Celsius (CELH 0.53%) Shares are up 84% over the past three years (as of August 20). That sounds like an impressive gain, but it’s important to note that the stock has plummeted 58% in the past five months alone. The market may be coming to terms with the company entering a new phase of its life cycle, marked by a more mature profile.

Celsius has likely caught the attention of buy-the-dip investors looking to take advantage of the weakness. Where will this rally lead? Drinks supply in three years?

Expect a slowdown in growth

The most important factor contributing to Celsius’ share price gains has undoubtedly been its tremendous revenue growth. Revenues in 2023 totaled $1.3 billion, a staggering 25-fold increase from 2018 five years earlier. Celsius has leaned on its marketing tactics that emphasize health benefits. And the company has tried to increase the number of retail locations where its products are available to reach more customers and expand its sales base. This plan has obviously worked wonders.

However, growth will slow. In fact, it already has. Sales rose 29% in the first six months of 2024. Management lamented weakness in the energy drink category across the beverage industry. It also doesn’t help that PepsiCoCelsius’s main distribution partner, is reducing its inventory levels.

According to consensus estimates from Wall Street analysts, the company is expected to grow its revenue at a compound annual rate of 23% between 2023 and 2026, a significant slowdown from previous years. I believe this forecast is absolutely reasonable. Companies can’t grow to the moon forever. And in Celsius’ case, the company may have already harvested all the low-hanging fruit in terms of expanding its sales capabilities.

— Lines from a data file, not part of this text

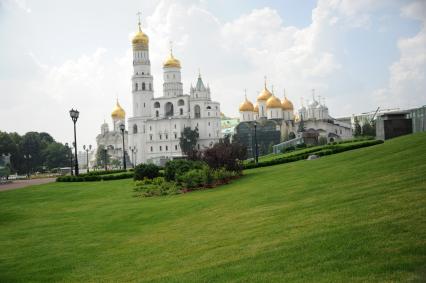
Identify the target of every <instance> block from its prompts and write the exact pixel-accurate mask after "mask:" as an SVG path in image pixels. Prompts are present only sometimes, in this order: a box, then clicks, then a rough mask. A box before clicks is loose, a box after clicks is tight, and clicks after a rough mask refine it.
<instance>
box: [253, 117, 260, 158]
mask: <svg viewBox="0 0 426 283" xmlns="http://www.w3.org/2000/svg"><path fill="white" fill-rule="evenodd" d="M254 142H255V150H254V154H255V157H254V160H255V162H256V166H257V164H258V163H259V151H258V147H257V122H256V121H254ZM252 150H253V149H252Z"/></svg>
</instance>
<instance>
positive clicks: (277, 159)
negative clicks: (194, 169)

But the bright spot for Celsius lies outside North America. The company began selling its energy drinks in Canada, the UK and Ireland in the first months of 2024, with New Zealand, Australia and France to be added in the second half of this year.

Investors should be encouraged by the fact that the company is very profitable. That’s not usually the case with fast-growing companies like this one. In the second quarter, net income was $80 million, which represents a margin of just under 20%. That’s definitely a bright spot.

Headwinds in valuation

At their all-time high in March, the shares became a ridiculous Price-earnings ratio (P/E) ratio of 126. Due to the steep price decline, shares are now trading at a P/E ratio of 40. Investors who remain optimistic about the company could easily view this as a buying opportunity. If all else remains unchanged, a lower valuation is desirable.

I’m not so sure about that perspective though. At the current valuation, I still believe the stock is highly valued. I think it’s very reasonable to assume Celsius’ P/E will continue to fall from here. Perhaps then it will approach an industry heavyweight Monster BeverageThe P/E ratio is 29. That represents a 28% headwind for investors. At that level, I would take another look at Celsius and re-evaluate the stock.

But that potential price drop might still not be good enough. I also have limited confidence in Celsius’ long-term prospects. Its ultimate success is far from certain. The company operates in an extremely competitive market where consumers have seemingly unlimited choice when it comes to energy drinks. The company’s sales decline could be the first sign that its best days are behind it.

Celsius shares have been a big winner in the past. But I am not so optimistic that this stock will S&P500 in the next three years. Therefore, I am happy to forego purchasing the company.

Neil Patel and his clients do not own any stocks mentioned. The Motley Fool owns a position in and recommends Celsius and Monster Beverage. The Motley Fool has a disclosure policy.